Personalmente l’ho trovato un thriller psicologico molto elegante, inquietante ed efficace, anche se infarcito di stereotipi al punto da apparire prevedibile: una vecchia casa in una zona abbandonata, troppo grande per due sole persone, piena di scale e sottoscala, ripostigli e nascondigli, cantine buie, porte che cigolano e rubinetti che sgocciolano; a questo si aggiungono bambole mutilate, messaggi scritti con il sangue, disegni infantili inquietanti e naturalmente vicini di casa dall’apparenza sospetta e sinistra. Ma proprio questa parvenza di prevedibilità che sembra portare a qualcosa di già visto mille volte, alla fine rende l’epilogo ancora più sorprendente, se non proprio imprevedibile.

La sceneggiatura non è perfetta, ci sono parecchie coincidenze e situazioni improbabili oltre che poco logiche, ma il film nel suo insieme conquista, e il colpo di scena finale è preservato con successo. Il cuore della pellicola sono le interpretazioni di De Niro e Dakota Fanning nei ruoli principali: lui si cala con facilità nei panni del padre premuroso e disperato, senza esasperare i toni come altre volte gli è capitato, e l’allora piccola Fanning fa un lavoro fantastico nel rendere Emily inquietante, con quello sguardo che sembra fissarti dritto nell’anima, trasmettendo più di quanto possano fare le parole.

Sfoggia tutte le sfaccettature del suo talento, passando dal dolore alla rabbia, dal sorriso al pianto, con una performance che fa impallidire quella di De Niro. In più, tra loro si crea una chimica fantastica, che rende il film non solo avvincente, ma quasi ipnotico. E anche il cast di supporto è notevole, da Famke Janssen, perfetta nel ruolo della psicologa, alla dolcissima Elisabeth Shue nei panni dell’incauta vicina di casa, e poi Melissa Leo e Dylan Baker, senza dimenticare Amy Irving, sacrificata nel ruolo della moglie suicida.
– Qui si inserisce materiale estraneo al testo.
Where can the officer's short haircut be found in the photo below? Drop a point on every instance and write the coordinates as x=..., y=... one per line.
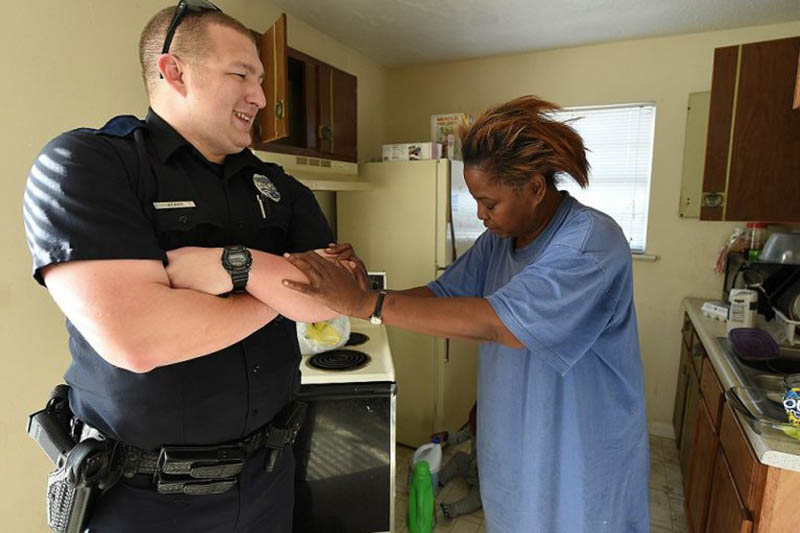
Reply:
x=189, y=42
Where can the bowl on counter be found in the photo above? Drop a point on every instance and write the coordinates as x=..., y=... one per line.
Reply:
x=763, y=409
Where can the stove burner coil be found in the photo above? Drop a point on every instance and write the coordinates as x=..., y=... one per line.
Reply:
x=339, y=360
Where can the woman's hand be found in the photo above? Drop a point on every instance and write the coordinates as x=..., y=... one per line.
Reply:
x=344, y=252
x=198, y=269
x=331, y=283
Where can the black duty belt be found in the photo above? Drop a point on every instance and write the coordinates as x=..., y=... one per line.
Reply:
x=203, y=470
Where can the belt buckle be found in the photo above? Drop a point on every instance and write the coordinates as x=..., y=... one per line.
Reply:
x=198, y=470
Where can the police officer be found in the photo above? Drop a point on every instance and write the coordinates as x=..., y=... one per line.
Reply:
x=154, y=366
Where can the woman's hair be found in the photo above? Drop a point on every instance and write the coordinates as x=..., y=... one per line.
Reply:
x=515, y=141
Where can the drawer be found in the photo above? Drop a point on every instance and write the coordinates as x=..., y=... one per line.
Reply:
x=712, y=392
x=748, y=473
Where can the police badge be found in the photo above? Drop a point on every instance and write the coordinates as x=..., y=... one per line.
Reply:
x=266, y=187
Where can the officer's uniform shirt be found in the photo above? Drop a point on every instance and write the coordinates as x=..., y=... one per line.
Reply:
x=133, y=190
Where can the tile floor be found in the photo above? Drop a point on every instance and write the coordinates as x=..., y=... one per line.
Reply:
x=666, y=492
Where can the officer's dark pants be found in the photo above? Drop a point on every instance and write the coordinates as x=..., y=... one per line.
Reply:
x=260, y=502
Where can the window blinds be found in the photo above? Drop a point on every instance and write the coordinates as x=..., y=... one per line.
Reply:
x=619, y=142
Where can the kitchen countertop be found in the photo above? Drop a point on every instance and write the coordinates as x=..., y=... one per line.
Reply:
x=771, y=448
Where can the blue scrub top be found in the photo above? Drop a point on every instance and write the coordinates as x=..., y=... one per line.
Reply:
x=562, y=430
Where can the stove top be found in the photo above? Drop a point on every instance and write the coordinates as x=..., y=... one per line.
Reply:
x=356, y=339
x=371, y=342
x=339, y=360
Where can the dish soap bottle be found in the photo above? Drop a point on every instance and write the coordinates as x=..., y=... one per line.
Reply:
x=420, y=500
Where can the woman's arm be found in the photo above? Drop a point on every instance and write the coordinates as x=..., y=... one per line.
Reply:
x=415, y=310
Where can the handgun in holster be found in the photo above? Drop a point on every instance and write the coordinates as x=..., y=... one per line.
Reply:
x=83, y=469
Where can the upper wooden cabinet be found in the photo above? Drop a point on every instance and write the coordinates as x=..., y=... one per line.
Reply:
x=271, y=122
x=311, y=106
x=797, y=86
x=752, y=159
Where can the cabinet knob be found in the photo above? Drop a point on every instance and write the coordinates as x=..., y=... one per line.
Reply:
x=324, y=133
x=713, y=199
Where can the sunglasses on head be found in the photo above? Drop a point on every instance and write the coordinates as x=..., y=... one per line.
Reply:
x=180, y=12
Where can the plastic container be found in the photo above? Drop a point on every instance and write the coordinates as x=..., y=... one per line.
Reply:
x=420, y=500
x=756, y=232
x=432, y=454
x=742, y=310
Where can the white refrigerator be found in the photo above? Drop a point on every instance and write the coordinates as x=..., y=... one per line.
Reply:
x=412, y=223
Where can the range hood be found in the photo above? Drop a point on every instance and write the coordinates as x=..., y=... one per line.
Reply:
x=318, y=174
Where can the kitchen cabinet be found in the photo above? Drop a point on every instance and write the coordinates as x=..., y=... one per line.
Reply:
x=726, y=513
x=727, y=487
x=271, y=122
x=701, y=464
x=752, y=151
x=689, y=423
x=318, y=113
x=797, y=86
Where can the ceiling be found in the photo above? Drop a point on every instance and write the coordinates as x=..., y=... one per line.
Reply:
x=405, y=32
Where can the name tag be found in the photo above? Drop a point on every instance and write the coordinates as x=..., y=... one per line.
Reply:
x=173, y=205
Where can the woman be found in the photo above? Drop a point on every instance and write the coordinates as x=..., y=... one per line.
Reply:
x=547, y=290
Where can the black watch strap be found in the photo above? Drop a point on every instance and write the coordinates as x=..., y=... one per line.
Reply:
x=240, y=280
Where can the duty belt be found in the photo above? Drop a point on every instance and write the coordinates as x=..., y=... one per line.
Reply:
x=203, y=470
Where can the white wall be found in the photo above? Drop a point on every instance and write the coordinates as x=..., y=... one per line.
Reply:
x=66, y=65
x=662, y=70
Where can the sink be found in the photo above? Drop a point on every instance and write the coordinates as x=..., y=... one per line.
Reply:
x=763, y=380
x=761, y=374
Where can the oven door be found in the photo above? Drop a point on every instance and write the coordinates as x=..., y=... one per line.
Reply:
x=344, y=475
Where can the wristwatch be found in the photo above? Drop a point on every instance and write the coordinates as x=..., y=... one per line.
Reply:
x=237, y=260
x=375, y=317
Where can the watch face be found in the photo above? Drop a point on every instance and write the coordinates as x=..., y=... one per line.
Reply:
x=237, y=259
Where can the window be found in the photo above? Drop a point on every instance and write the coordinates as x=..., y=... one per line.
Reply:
x=619, y=140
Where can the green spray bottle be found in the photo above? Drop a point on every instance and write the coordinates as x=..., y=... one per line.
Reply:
x=420, y=500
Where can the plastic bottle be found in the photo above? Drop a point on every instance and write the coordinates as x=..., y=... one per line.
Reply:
x=420, y=500
x=756, y=232
x=432, y=453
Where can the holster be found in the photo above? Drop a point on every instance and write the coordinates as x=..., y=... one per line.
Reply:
x=83, y=470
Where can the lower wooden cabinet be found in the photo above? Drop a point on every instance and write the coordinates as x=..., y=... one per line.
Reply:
x=726, y=512
x=727, y=488
x=701, y=467
x=689, y=423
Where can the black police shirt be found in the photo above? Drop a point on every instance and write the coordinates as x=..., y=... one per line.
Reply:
x=133, y=190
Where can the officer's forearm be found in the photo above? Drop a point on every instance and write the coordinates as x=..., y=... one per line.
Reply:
x=201, y=269
x=266, y=284
x=128, y=313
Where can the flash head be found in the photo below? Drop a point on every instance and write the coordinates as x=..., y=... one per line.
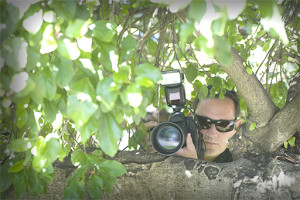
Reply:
x=172, y=77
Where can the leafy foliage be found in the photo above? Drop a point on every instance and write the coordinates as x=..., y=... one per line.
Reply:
x=74, y=74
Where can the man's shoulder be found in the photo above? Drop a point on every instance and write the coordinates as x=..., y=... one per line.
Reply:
x=224, y=157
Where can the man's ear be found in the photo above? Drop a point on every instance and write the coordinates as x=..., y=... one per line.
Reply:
x=237, y=124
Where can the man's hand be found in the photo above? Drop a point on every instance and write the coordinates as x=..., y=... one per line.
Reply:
x=189, y=150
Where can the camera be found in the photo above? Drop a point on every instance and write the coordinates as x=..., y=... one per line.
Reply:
x=168, y=137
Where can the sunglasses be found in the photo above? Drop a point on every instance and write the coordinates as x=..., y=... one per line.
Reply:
x=221, y=125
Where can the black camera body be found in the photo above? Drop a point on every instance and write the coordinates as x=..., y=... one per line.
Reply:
x=168, y=137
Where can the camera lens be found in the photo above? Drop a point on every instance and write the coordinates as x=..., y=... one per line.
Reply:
x=167, y=138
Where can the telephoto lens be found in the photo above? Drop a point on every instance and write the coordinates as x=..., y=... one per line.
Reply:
x=167, y=138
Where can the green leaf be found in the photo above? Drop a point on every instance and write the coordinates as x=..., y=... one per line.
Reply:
x=15, y=48
x=65, y=72
x=249, y=70
x=106, y=95
x=49, y=83
x=83, y=159
x=20, y=184
x=197, y=9
x=21, y=117
x=104, y=30
x=222, y=50
x=252, y=126
x=74, y=190
x=65, y=9
x=95, y=186
x=149, y=71
x=114, y=168
x=68, y=49
x=191, y=72
x=291, y=141
x=109, y=56
x=128, y=46
x=77, y=28
x=109, y=134
x=34, y=22
x=11, y=19
x=6, y=179
x=88, y=129
x=123, y=75
x=186, y=30
x=18, y=166
x=20, y=145
x=48, y=43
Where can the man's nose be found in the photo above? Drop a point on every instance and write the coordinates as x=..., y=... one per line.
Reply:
x=212, y=131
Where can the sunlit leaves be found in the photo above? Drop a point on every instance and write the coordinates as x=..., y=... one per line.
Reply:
x=45, y=153
x=65, y=9
x=197, y=9
x=95, y=186
x=222, y=49
x=48, y=43
x=33, y=23
x=20, y=145
x=65, y=72
x=106, y=94
x=109, y=134
x=14, y=53
x=104, y=30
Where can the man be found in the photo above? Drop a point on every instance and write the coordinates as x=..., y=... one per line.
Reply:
x=218, y=121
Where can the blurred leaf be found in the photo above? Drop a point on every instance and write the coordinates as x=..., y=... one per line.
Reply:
x=65, y=9
x=48, y=43
x=18, y=166
x=197, y=9
x=20, y=145
x=252, y=126
x=11, y=19
x=106, y=95
x=149, y=71
x=191, y=72
x=291, y=141
x=128, y=46
x=74, y=190
x=95, y=186
x=109, y=56
x=15, y=48
x=65, y=72
x=186, y=30
x=80, y=108
x=77, y=28
x=20, y=184
x=21, y=117
x=222, y=50
x=109, y=134
x=104, y=30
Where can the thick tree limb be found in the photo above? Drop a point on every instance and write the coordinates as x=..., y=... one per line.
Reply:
x=261, y=107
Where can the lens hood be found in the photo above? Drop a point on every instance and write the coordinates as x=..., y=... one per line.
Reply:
x=167, y=138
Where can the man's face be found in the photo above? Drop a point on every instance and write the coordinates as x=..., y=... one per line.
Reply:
x=216, y=109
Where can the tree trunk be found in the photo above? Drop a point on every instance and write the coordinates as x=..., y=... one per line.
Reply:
x=151, y=176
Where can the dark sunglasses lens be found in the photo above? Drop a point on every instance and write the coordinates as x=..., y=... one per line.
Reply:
x=225, y=126
x=204, y=122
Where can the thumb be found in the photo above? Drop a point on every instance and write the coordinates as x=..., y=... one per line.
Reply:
x=189, y=140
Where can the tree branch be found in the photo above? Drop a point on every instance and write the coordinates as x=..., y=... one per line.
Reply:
x=261, y=107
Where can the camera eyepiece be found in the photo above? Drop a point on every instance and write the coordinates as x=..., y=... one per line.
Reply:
x=167, y=138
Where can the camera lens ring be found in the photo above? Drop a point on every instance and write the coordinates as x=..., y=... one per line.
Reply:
x=158, y=136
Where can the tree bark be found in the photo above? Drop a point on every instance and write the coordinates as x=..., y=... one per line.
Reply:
x=152, y=176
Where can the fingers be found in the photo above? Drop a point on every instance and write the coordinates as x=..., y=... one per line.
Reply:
x=150, y=124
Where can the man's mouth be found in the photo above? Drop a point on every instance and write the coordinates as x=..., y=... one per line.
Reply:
x=210, y=143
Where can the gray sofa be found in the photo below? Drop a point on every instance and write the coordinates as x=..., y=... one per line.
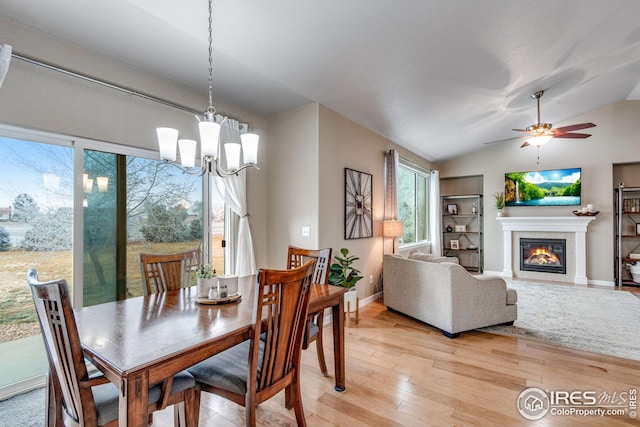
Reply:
x=440, y=292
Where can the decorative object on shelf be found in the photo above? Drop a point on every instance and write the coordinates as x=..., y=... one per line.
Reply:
x=209, y=128
x=583, y=213
x=229, y=282
x=358, y=204
x=214, y=301
x=499, y=198
x=206, y=280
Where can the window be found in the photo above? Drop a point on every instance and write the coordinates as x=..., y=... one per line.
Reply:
x=413, y=197
x=84, y=210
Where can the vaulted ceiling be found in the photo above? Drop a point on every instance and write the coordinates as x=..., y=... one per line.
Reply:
x=439, y=77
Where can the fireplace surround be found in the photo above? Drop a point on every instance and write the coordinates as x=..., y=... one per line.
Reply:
x=543, y=255
x=574, y=226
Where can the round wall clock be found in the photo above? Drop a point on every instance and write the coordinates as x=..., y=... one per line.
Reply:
x=358, y=204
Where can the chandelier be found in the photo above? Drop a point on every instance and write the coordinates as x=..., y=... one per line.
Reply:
x=209, y=129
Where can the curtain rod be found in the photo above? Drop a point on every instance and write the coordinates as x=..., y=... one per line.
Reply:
x=130, y=92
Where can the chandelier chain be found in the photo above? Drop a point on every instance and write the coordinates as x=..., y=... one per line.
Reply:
x=211, y=108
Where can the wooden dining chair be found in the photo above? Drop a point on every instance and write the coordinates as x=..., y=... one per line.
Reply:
x=313, y=332
x=93, y=400
x=162, y=273
x=257, y=369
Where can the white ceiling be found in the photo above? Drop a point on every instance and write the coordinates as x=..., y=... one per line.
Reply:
x=440, y=77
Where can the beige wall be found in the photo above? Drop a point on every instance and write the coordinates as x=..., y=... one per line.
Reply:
x=346, y=144
x=309, y=147
x=293, y=179
x=38, y=98
x=614, y=140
Alla sua seconda esperienza dietro la macchina da presa, senza dubbio John Polson non è Shyamalan ma riesce a tenerci agganciati con giochi di luce e movimenti di macchina insoliti, scorci intriganti, false piste e personaggi secondari inquietanti, nonostante la storia non sia solidissima. A un certo punto si pensa persino che qualcosa di sovrannaturale possa squarciare i muri da un momento all’altro. Il regista crea un’atmosfera tesa e gioca con il pubblico fornendo ipotesi e colpi di scena diversi, alcuni dei quali forse non sono molto originali o eseguiti in maniera sorprendente, ma trasformano una storia banale in qualcosa di inconsueto. Un padre che cerca di proteggere sua figlia, una bambina spaventata, un amico invisibile alquanto invadente: non cercate di indovinare cosa può succedere, ma godetevi lo spettacolo.